Your older, wiser (but not perfect) self

The Conclusion

It isn’t really the end, though. The work that I have begun this semester continues. We have only just begun working on the written part of their assignment to find authentic voice through the creation of two texts using two different voices and two different roles. I could not have planned a better assignment, but it is a part of the new curriculum my district adopted. I could have written the assignment off and had them just write any simple piece as long as they were in two different voices, but the key word was authentic. There was no way they (or I) could be authentic unless we went deep into that which we did not wish to name. We had already discussed stereotypes, and so this assignment built on the writing they did for that part of the unit. My students, sophomores in high school and junior and senior FCAT (the state assessment) retakers, my students are writing poignantly about their life experiences and sharing them with me. It is amazing what they are doing and worth sharing my journey with them and with you.

Works Cited

Anzaldúa, Gloria. “now let us shift. . .the path of conocimiento . . . inner work, public acts.” This Bridge We Call Home: Radical Visions for Transformation. Eds. Glorida E. Anzaldúa and Analouise Keating. New York: Routledge, 2002. 540-578. Print.

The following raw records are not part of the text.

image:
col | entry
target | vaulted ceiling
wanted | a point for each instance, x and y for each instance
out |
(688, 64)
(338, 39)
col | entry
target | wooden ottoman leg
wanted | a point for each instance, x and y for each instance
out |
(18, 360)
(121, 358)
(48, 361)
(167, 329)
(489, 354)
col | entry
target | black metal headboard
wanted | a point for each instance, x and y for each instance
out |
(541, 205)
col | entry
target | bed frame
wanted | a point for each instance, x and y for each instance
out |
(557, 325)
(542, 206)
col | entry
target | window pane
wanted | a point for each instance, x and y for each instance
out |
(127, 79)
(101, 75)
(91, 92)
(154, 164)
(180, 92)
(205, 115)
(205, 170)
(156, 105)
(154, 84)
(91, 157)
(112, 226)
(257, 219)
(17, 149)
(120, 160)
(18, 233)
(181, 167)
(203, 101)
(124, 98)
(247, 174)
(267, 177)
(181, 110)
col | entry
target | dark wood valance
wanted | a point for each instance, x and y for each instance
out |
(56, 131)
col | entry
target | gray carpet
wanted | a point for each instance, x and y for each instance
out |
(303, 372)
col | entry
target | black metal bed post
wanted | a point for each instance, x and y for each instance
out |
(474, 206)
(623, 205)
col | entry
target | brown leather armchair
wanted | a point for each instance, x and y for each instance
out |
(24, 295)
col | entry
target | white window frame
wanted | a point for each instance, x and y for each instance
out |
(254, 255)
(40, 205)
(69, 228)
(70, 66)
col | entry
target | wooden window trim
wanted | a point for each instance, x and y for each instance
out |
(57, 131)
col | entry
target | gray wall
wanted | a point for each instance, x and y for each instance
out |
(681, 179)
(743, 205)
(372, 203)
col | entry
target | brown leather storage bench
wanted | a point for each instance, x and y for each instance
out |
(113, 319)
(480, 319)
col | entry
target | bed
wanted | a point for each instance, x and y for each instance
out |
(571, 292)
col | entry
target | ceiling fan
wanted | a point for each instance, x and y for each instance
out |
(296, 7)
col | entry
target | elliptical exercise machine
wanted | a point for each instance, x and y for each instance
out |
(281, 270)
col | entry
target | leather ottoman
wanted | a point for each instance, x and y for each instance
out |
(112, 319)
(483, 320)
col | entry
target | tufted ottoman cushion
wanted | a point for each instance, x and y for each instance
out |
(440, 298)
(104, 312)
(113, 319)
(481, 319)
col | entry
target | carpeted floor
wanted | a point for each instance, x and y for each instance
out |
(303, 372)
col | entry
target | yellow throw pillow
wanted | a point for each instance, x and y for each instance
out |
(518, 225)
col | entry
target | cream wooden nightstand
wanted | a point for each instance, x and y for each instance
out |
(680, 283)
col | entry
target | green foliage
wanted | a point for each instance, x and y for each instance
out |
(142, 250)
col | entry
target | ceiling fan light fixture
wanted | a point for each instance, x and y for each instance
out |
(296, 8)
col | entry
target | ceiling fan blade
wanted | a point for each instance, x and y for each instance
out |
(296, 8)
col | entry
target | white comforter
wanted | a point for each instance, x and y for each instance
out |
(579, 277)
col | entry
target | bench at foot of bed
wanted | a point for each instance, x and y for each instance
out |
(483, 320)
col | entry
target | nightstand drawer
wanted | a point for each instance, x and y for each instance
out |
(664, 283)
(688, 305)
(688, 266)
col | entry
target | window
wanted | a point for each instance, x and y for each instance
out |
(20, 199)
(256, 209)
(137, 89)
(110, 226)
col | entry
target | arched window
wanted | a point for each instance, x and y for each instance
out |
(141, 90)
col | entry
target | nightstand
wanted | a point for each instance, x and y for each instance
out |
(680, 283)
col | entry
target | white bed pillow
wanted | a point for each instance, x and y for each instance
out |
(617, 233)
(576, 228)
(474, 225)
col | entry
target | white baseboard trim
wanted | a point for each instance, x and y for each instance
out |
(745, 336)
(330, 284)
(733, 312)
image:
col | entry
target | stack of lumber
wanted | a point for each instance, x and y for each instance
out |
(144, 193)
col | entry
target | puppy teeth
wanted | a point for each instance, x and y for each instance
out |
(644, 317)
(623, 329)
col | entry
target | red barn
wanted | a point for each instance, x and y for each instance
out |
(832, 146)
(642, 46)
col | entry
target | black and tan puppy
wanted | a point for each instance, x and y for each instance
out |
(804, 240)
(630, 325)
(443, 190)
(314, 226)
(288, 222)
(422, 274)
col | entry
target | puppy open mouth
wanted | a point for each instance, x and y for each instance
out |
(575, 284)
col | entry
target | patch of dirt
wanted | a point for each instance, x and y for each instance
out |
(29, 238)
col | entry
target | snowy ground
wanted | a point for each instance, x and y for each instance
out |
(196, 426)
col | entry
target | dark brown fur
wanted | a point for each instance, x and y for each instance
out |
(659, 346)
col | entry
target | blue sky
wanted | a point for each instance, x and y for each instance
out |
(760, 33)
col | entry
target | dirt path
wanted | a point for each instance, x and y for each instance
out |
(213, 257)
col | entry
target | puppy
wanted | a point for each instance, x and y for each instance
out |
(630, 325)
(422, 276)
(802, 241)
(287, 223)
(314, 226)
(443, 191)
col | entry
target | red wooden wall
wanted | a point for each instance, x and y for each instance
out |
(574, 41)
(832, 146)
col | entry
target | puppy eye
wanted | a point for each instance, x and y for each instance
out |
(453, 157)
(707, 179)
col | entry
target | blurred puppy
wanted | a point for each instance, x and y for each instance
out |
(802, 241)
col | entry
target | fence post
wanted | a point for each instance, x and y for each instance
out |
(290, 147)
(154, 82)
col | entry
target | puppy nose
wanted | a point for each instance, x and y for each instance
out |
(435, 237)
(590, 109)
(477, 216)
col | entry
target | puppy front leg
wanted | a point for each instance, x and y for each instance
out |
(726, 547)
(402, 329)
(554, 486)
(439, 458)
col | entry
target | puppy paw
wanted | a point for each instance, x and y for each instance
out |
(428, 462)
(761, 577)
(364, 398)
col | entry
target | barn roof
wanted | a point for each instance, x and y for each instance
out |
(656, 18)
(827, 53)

Courvant, Diana. “Speaking of Privilege.” This Bridge We Call Home: Radical Visions for Transformation. Eds. Glorida E. Anzaldúa and Analouise Keating. New York: Routledge, 2002. 458-463. Print.

Dykewomon, Elana. “The Body Politic – Meditations on Identity.” This Bridge We Call Home: Radical Visions for Transformation. Eds. Glorida E. Anzaldúa and Analouise Keating. New York: Routledge, 2002. 450-458. Print.

Keating, AnaLouise. “Forgin El Mundo Zurdo: Changing Ourselves, Changing the World.” This Bridge We Call Home: Radical Visions for Transformation. Eds. Glorida E. Anzaldúa and Analouise Keating.

New York: Routledge, 2002. 519-530. Print.